At the first ever WSOP Europe in London, Annette Obrestad wins the Main Event one day before her 19th birthday. The Norwegian took away a first prize of £1,000,000, which at the time represented a little over $2 million USD.
Also this year, Barbara Enright becomes the first woman elected to Poker Hall of Fame. Since then Linda Johnson (2011) and Jennifer Harman (2015) have been inducted.
The Women in Poker Hall of Fame is created, with Enright, Johnson, Susie Isaacs, and Marsha Waggoner comprising its charter class. The following year Cyndy Violette, Jan Fisher, and June Field are honored as inductees.
The WSOP Main Event almost had not one but two women reach the final table, with Elisabeth Hille finishing 11th and then Gaelle Baumann getting knocked out in 10th. The near-miss recalled the 2000 WSOP Main Event where Annie Duke finished 10th and Kathy Liebert 17th.
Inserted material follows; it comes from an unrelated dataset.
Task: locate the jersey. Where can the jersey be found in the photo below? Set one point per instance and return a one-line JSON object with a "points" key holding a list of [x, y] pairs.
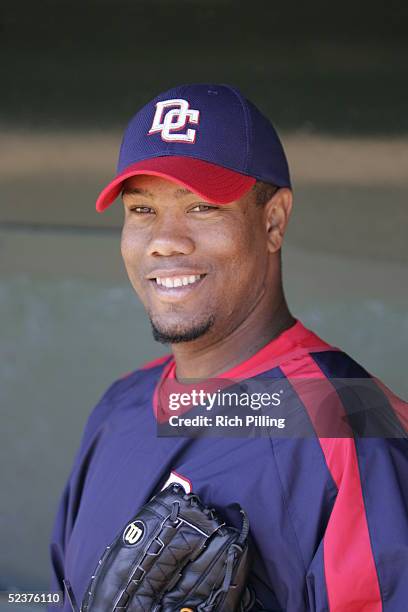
{"points": [[328, 515]]}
Vanessa Selbst wins her third WSOP bracelet, tying Enright and Dollison for the most by a woman. For Selbst, all three of her bracelets were won in open events, with her victory in the $25,000 Mixed-Max No-Limit Hold’em this year following her wins in a $1,500 pot-limit Omaha event in 2008 and a $2,500 10-Game Six-Handed event in 2012.
Ema Zajmovic becomes the first woman to win an “open” World Poker Tour title when she bests a 380-entry field in the WPT Playground Main Event. Van Nguyen had been the first woman to win a title on the tour in 2008 in the WPT Celebrity Invitational.
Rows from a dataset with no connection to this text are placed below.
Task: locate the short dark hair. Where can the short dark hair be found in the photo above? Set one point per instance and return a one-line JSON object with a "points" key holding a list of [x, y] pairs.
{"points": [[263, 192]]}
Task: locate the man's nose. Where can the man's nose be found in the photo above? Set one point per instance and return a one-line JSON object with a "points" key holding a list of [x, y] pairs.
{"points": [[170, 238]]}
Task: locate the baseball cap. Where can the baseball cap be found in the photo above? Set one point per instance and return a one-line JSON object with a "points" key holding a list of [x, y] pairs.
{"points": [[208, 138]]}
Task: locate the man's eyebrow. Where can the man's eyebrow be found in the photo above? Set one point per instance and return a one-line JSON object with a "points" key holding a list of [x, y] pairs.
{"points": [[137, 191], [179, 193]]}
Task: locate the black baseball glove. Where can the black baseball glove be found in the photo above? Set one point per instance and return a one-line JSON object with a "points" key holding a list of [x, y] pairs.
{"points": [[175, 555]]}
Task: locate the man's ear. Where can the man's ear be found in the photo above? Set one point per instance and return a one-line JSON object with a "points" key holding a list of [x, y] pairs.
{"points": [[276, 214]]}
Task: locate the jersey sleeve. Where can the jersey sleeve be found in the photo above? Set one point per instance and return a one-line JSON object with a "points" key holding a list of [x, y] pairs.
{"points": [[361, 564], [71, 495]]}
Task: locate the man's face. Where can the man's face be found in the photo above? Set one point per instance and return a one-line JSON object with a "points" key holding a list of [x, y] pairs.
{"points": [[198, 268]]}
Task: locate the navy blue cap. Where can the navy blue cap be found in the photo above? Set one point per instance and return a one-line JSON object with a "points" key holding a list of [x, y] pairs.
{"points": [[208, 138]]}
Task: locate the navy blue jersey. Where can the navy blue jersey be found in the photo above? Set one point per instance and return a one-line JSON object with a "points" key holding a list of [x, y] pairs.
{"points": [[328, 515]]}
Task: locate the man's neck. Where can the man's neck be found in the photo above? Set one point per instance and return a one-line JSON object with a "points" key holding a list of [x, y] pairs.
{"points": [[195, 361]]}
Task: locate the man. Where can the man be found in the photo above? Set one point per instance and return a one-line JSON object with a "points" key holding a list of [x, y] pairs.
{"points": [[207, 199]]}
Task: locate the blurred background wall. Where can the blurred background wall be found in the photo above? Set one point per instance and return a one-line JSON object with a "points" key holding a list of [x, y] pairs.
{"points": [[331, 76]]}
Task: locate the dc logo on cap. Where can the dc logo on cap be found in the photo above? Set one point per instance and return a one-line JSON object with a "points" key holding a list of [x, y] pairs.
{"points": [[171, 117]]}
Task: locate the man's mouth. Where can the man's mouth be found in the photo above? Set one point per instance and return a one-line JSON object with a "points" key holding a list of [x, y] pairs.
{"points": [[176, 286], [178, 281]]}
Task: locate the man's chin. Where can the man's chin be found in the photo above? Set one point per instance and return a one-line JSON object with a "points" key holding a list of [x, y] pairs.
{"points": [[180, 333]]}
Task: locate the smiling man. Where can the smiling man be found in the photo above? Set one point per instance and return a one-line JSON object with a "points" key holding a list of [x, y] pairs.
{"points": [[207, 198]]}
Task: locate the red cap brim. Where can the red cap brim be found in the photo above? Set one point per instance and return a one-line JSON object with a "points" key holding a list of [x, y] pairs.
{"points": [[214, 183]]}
Also this year, Liv Boeree wins a bracelet in the $10,000 Tag Team No-Limit Hold’em Championship, playing the event teamed with her partner Igor Kurganov. The win made Boeree the first woman to win both a WSOP bracelet and an EPT Main Event after her victory at Sanremo in 2010.
Maria Lampropulos wins the PokerStars Caribbean Adventure Main Event, making her the first woman ever to do so. She finished first in a field of 582 to win the title and $1,081,100 first prize. That was actually Lampropulos’s second seven-figure score inside of eight months, as the previous April she’d won a first prize worth $1.25 million at the partypoker MILLIONS.
Kristen Bicknell concludes another year’s worth of tourney triumphs by becoming the first woman to win a Poker Masters title, topping a 51-entry field in a $25,000 event. That clinched Bicknell her third-straight Global Poker Index Female Poker Player of the Year award.
Vanessa Kade takes down the biggest Sunday Million event in history–the 15th anniversary edition–for $1.5 million, defeating a massive 67,876-player field. “This win gives me freedom,” she told us. “That’s what I get from this. If I don’t mess this up, then for the rest of my life, I don’t have to do a single thing that I don’t want to do.”
For the first time in it’s history, the PokerStars Spring Championship of Online Poker (SCOOP) introduces a women only event to it’s tournament schedule.